Saturday, February 08, 2014

Collect


I've been trying to write some things about names, some things about the way they have threaded the needle of everything again and again. It is hard. Too hard, today. So many things. Things without names and things with the same name, two things with two names, one thing with two, two things with one.  Master Namers and me in places and bird guides and moth species and basketmakers and sheep, garden tools and bookbinding and Linneaus and the skeleton of the real.  

The softest, mightiest names are the ones for collections of things. Collections of things which are a certain thing. What the philosopher calls 'a kind'. Robin. Capybara. Toothpaste. Bookcase. Bookcases and toothpaste are not the same kind of kind as robins and capybaras. Or protons and moons. That is a much longer story than you'd think.

But there is no end to the way we sort things into piles.
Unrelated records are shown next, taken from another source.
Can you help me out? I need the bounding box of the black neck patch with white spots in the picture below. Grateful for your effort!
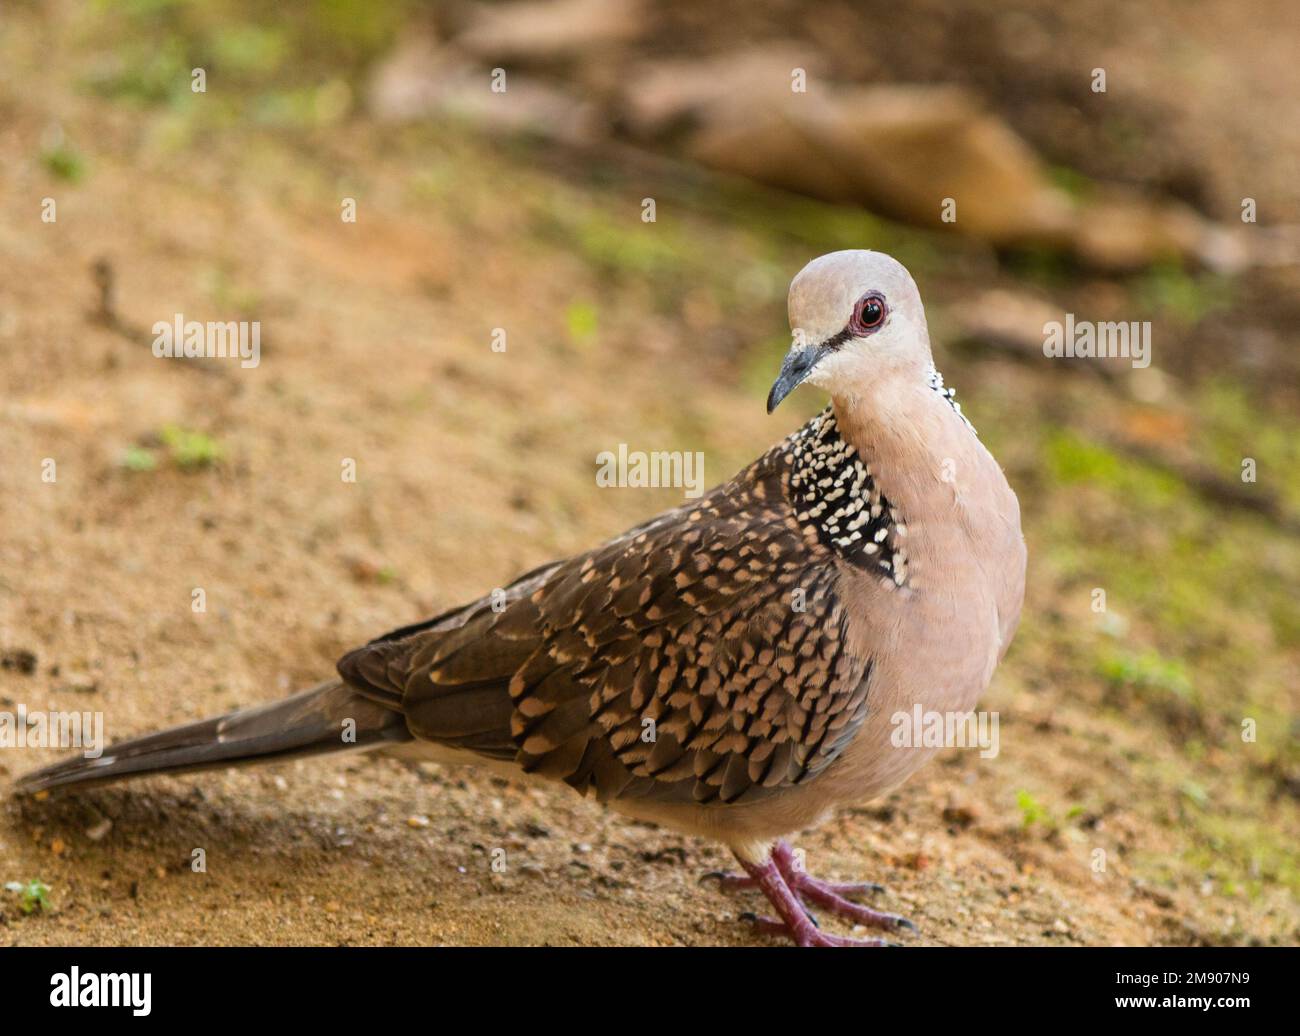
[784,409,907,583]
[926,364,976,433]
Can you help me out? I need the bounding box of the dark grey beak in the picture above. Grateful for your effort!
[766,343,828,413]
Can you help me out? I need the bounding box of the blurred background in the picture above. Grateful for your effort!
[0,0,1296,945]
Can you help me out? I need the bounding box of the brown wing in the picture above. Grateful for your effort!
[338,448,872,806]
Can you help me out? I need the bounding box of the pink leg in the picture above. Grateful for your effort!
[771,841,888,898]
[771,841,914,932]
[703,841,884,897]
[736,853,890,947]
[703,839,915,945]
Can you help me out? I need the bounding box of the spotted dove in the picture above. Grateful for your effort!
[18,250,1026,946]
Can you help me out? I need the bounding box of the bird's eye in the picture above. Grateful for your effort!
[851,294,887,335]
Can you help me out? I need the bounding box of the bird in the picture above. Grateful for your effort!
[17,250,1025,947]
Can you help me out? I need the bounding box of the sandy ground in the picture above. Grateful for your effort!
[1,2,1297,946]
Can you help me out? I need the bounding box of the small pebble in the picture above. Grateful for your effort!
[86,818,113,842]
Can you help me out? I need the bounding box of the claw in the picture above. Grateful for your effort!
[740,911,887,947]
[822,879,886,897]
[699,870,755,890]
[796,882,917,933]
[738,910,782,935]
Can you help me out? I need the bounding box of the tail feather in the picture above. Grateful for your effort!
[14,680,411,795]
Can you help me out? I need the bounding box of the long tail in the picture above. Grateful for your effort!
[13,680,411,795]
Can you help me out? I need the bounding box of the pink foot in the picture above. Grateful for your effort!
[741,911,893,947]
[703,839,915,945]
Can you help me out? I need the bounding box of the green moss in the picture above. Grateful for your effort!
[41,139,86,182]
[1016,789,1054,830]
[1046,165,1096,201]
[1044,429,1183,507]
[210,23,289,76]
[1045,431,1122,483]
[571,211,694,280]
[1097,649,1194,700]
[80,0,407,111]
[1132,261,1236,326]
[1194,379,1300,511]
[160,425,224,469]
[4,879,52,915]
[121,445,159,472]
[1002,246,1077,289]
[565,301,599,346]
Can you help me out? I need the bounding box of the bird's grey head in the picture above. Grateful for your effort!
[767,250,933,413]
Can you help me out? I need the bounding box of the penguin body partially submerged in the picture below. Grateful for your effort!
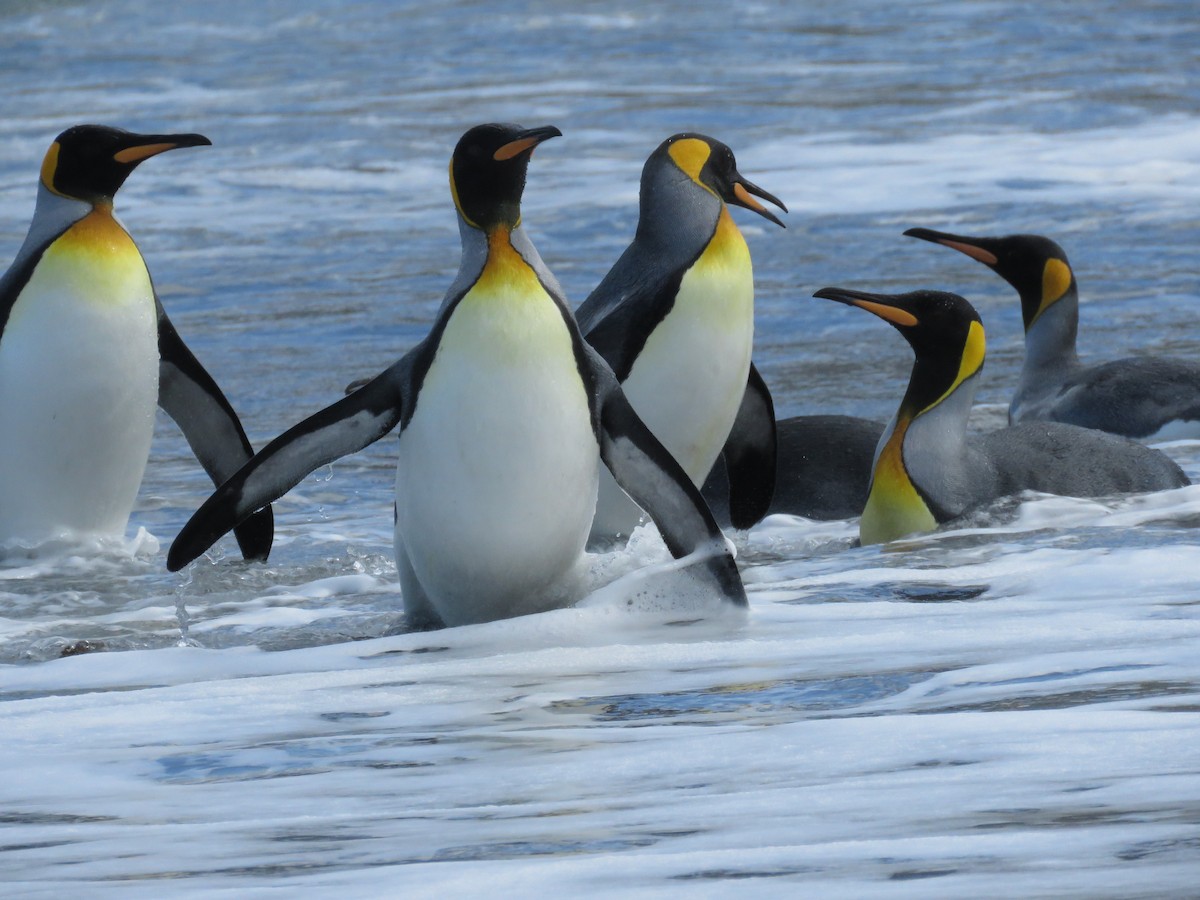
[169,124,744,627]
[815,286,1188,545]
[905,227,1200,440]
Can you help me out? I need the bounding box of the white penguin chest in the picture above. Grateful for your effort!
[621,216,755,481]
[395,271,599,620]
[0,211,159,542]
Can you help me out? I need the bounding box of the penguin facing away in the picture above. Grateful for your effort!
[168,123,745,628]
[905,227,1200,440]
[0,125,272,557]
[576,133,787,542]
[814,286,1188,545]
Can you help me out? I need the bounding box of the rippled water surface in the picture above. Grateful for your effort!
[2,1,1200,895]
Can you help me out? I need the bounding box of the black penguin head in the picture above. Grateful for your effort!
[449,123,562,232]
[39,124,211,204]
[653,133,787,227]
[815,286,986,414]
[904,228,1075,331]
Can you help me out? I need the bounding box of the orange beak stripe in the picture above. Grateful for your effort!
[941,239,998,265]
[493,137,541,162]
[732,182,770,215]
[853,299,919,327]
[113,142,178,164]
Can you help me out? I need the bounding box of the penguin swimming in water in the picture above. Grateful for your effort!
[0,125,272,557]
[575,133,787,542]
[698,414,884,523]
[168,123,745,627]
[765,415,884,520]
[814,286,1188,545]
[905,227,1200,440]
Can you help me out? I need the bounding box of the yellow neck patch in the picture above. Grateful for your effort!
[694,206,750,271]
[32,206,150,310]
[450,228,562,367]
[859,417,937,545]
[47,206,135,258]
[668,138,712,186]
[473,228,544,299]
[1031,257,1073,327]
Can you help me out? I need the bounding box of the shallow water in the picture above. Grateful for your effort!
[2,0,1200,895]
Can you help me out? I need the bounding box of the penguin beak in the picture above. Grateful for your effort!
[814,286,919,328]
[728,174,788,228]
[112,132,212,165]
[493,125,563,162]
[904,227,998,266]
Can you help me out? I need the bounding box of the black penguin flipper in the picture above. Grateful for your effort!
[0,232,56,346]
[578,251,685,382]
[156,302,274,561]
[167,360,409,572]
[587,351,746,607]
[715,363,777,529]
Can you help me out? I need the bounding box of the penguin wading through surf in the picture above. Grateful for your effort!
[168,123,745,627]
[577,133,787,542]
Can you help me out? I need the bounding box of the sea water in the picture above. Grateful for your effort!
[1,1,1199,895]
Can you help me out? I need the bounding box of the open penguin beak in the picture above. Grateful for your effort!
[112,131,212,165]
[904,227,999,267]
[493,125,563,161]
[813,286,920,329]
[727,173,787,228]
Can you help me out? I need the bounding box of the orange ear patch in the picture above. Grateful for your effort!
[40,142,61,190]
[667,138,712,182]
[1041,258,1072,305]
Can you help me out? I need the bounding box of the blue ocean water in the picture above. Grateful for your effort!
[1,1,1199,895]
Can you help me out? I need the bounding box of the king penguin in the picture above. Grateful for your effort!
[0,125,272,557]
[576,133,787,542]
[905,227,1200,440]
[168,123,745,628]
[815,286,1188,545]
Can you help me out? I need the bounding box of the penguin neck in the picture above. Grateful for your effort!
[901,366,976,467]
[448,215,567,311]
[860,409,938,546]
[1021,283,1082,376]
[15,184,95,261]
[859,361,979,546]
[637,163,723,259]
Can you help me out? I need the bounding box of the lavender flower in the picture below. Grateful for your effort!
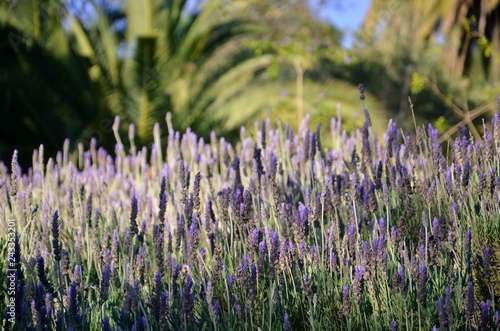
[249,229,261,251]
[241,189,252,224]
[249,263,257,300]
[292,204,309,242]
[100,266,111,303]
[10,150,18,197]
[254,143,264,179]
[188,221,198,260]
[235,304,242,320]
[158,176,167,224]
[269,230,280,268]
[67,281,80,328]
[261,120,266,150]
[478,171,486,196]
[480,300,491,331]
[37,257,55,294]
[315,124,322,153]
[111,229,119,266]
[304,128,311,161]
[303,275,313,299]
[489,168,497,194]
[493,112,500,144]
[362,121,372,171]
[51,211,62,261]
[232,157,241,190]
[102,316,111,331]
[467,282,475,318]
[180,160,190,204]
[258,242,267,277]
[445,287,453,325]
[73,265,82,288]
[417,263,427,303]
[353,265,364,303]
[392,265,406,295]
[462,157,471,187]
[390,321,397,331]
[236,256,249,288]
[181,275,195,325]
[192,172,201,213]
[136,316,147,331]
[151,272,164,324]
[311,131,318,160]
[284,312,291,331]
[228,274,236,302]
[438,296,448,331]
[348,224,356,257]
[86,193,93,227]
[484,247,491,284]
[427,124,442,171]
[175,213,184,252]
[341,284,349,317]
[210,299,221,327]
[130,195,139,236]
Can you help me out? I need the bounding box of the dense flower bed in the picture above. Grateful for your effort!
[1,108,500,330]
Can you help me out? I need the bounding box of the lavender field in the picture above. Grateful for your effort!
[2,107,500,330]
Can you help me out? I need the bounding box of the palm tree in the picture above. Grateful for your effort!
[354,0,500,136]
[68,0,276,144]
[0,0,105,167]
[212,0,388,134]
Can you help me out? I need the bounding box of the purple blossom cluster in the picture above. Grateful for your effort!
[1,108,500,330]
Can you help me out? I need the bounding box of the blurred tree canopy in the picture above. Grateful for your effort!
[333,0,500,141]
[0,0,381,168]
[1,0,499,168]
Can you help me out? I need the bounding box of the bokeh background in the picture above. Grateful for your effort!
[2,0,500,168]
Moths. Corvids. German-made pencils of the post-war era. Star Wars merchandise, all-time. Vertebrates of the Amazon basin. X-Men comics from the Whedon period. Not only the collections of the natural world but things we build just for the satisfaction of counting them. Later people will taxonomise the things others have built for the delight of resorting the piles. 

Collections of things don't have hard edges, but people are indefatigable in their desire for precision. For accuracy, for detail, for the useful illumination of things-in-common, for what might be called the truth, I suppose, although that's not what I mean. 

Collect, compile, sort, label, coloured dividers, Köchel number, coded sticky flags, new subspecies, not-a-planet-any-more. We sort and count and resort and count until we turn to dust, world without end, amen. Death and taxa.